Go to `Edit > Clear all outputs` to clear all Notebook outputs before committing changes to the repository.

# Import necessary libraries

In [None]:
import numpy as np
import pandas as pd

In [None]:
import re
import math
import json
import datetime

In [None]:
import matplotlib.pyplot as plt
import matplotlib as mpl
import seaborn as sns

In [None]:
%matplotlib inline

plt.style.use('default')

mpl.rcParams['axes.prop_cycle'] = mpl.cycler('color', ['#0051a2', '#97964a', '#ffd44f', '#f4777f', '#93003a'])

mpl.rcParams.update({
    "font.family": "serif",
    "font.serif": ["Palatino"],
})
mpl.rcParams['figure.figsize'] = [8.3, 5.1]

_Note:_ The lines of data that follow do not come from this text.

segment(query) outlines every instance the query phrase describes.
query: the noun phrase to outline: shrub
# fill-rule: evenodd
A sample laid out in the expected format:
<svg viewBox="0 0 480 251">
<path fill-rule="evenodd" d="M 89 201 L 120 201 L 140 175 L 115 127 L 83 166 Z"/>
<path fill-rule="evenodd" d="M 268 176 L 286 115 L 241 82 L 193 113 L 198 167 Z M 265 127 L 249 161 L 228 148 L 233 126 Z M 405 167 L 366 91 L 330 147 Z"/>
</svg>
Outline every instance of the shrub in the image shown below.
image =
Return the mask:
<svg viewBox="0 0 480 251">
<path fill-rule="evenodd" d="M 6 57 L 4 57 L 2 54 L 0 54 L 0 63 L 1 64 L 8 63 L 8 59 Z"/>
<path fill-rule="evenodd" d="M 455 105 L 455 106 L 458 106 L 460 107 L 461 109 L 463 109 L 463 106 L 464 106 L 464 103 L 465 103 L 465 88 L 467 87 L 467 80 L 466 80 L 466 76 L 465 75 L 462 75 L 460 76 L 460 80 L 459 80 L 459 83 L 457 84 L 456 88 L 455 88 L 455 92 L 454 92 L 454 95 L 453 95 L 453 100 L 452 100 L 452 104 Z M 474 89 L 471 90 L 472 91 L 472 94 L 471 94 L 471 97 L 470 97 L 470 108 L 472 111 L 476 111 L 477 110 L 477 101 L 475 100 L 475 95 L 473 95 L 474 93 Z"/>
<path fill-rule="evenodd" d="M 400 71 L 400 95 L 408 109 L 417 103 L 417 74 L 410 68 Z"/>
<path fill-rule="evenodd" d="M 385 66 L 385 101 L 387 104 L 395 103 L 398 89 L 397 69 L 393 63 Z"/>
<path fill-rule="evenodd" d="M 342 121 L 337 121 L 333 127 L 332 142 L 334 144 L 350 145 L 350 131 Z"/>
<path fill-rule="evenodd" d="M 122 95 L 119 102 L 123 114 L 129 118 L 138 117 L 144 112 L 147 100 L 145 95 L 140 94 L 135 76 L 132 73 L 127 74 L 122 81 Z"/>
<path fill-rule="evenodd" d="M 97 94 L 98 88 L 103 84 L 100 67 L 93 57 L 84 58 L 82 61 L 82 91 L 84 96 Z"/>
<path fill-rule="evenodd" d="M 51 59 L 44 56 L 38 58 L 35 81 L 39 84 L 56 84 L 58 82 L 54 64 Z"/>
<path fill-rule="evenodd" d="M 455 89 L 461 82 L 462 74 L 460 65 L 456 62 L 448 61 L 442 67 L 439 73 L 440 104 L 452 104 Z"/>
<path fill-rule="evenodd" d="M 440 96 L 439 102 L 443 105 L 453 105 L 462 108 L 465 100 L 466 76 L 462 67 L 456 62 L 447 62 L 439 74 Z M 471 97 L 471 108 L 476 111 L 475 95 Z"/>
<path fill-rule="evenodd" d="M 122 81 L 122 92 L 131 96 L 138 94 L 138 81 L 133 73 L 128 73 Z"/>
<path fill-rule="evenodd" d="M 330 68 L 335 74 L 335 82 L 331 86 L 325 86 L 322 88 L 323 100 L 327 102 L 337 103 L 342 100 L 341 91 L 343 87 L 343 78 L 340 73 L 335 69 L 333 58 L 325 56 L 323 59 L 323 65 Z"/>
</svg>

mpl.rcParams['font.size'] = 12
mpl.rcParams['legend.fontsize'] = 12

mpl.rcParams['xtick.direction'] = 'out'
mpl.rcParams['ytick.direction'] = 'out'

mpl.rcParams['legend.handlelength'] = 5.0

mpl.rcParams['xtick.major.size'] = 5.0
mpl.rcParams['xtick.minor.size'] = 3.0
mpl.rcParams['ytick.major.size'] = 5.0
mpl.rcParams['ytick.minor.size'] = 3.0

# Listings

EDA for the `listings` data.

## Loading the data

In [None]:
# Alternatively, if you are not running the Notebook in Google Colab

# from google.colab import drive 
# drive.mount('/content/drive/')
# listings = pd.read_csv('drive/MyDrive/com-480-cam/data/vaud/listings-detailed.csv')

geneva = pd.read_csv('../data/geneva/listings-detailed.csv')
geneva['region'] = 'Geneva'

vaud = pd.read_csv('../data/vaud/listings-detailed.csv')
vaud['region'] = 'Vaud'

zurich = pd.read_csv('../data/zurich/listings-detailed.csv')
zurich['region'] = 'Zurich'

listings = pd.concat([geneva, vaud, zurich])

print(f'Concatenated pd.DataFrame of shape: {listings.shape}')

### Some routine formatting

In [None]:
# Convert dates and datetimes to pandas.DateTime
def format_dates(df: pd.DataFrame, feature: str, format: str = '%Y-%m-%d'):
    df[feature] = pd.to_datetime(df[feature], format=format)
    
# Format price by removing commas and dollar sign
def format_price(price: str):
    return float(price[1:].replace(',', ''))

# Classify property type
def find_type(property_type: str):
    
    if 'entire' in property_type.lower():
        return 'place'
    
    if 'room' in property_type.lower():
        return 'room'
    
    return 'other'

# Time since date
def days_since(d: pd.Timestamp) -> float:

    today = datetime.datetime.now()
    d = d.to_pydatetime()

    return (today - d).days

In [None]:
dated_features = ['last_scraped', 'host_since', 'calendar_last_scraped', 
                  'first_review', 'last_review']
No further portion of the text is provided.